Modeling Potassium Capture by Aluminosilicate, Part 1: Kaolin

Abstract

Additives rich in Si and Al such as kaolin may be applied in PF biomass boilers to fix alkali metals in species that are more benign than the alkali salts released in biomass combustion. In this study, models for the reaction of gas-phase potassium salts with kaolin particles are developed for the conditions appearing in PF boilers such as short residence times, high temperatures, and small size of the additive particles. The reaction between gaseous potassium components and kaolin particles has been modeled with a shrinking core model (SCM) and a uniform conversion model (UCM). The SCM takes into account the effects of chemical kinetics, diffusion in a gas film surrounding the particle, diffusion in a product layer, and thermochemical equilibrium on the reaction progress. The UCM covers diffusion in a gas film surrounding the particles, chemical kinetics, and thermochemical equilibrium. Both models are able to accommodate the effects of change in temperature, particle size, reaction time, and potassium component concentration. Literature data from experiments in an entrained flow-reactor (EFR) at 800–900 °C were used to derive the chemical kinetic rate coefficients of the reaction between kaolin and KOH. The models were then evaluated against experimental data for alkali salts of KCl, KOH, K2CO3, and K2SO4 covering temperatures of 800–1450 °C, kaolin particle sizes of 4–14 μm, residence times of 0.8–1.9 s, and salt/additive molar ratios of 0.05–0.96. The evaluation indicated that both SCM and UCM were suitable for a wide range of conditions, but the UCM captured the effect of particle size better.
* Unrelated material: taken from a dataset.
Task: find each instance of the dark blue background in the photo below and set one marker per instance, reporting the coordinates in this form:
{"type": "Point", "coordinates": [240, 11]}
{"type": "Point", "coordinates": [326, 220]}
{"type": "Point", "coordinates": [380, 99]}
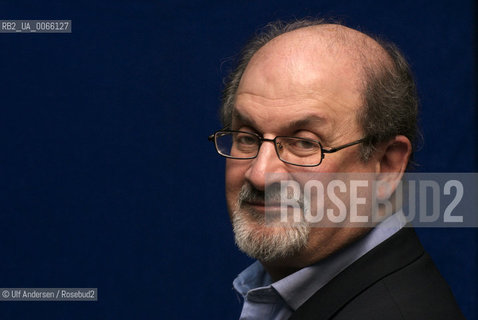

The modeling outcomes suggested that if the reaction time was long enough, the thermochemical equilibrium would be the major limitation in capturing potassium by kaolin at high temperatures and high potassium concentrations. At lower temperatures, however, the conversion was mainly limited by chemical kinetics. The mass-transfer limitation was less critical under the investigated conditions. The developed models can account for the reaction of gas-phase potassium salts with kaolin at local conditions relevant to PF boilers using biomass.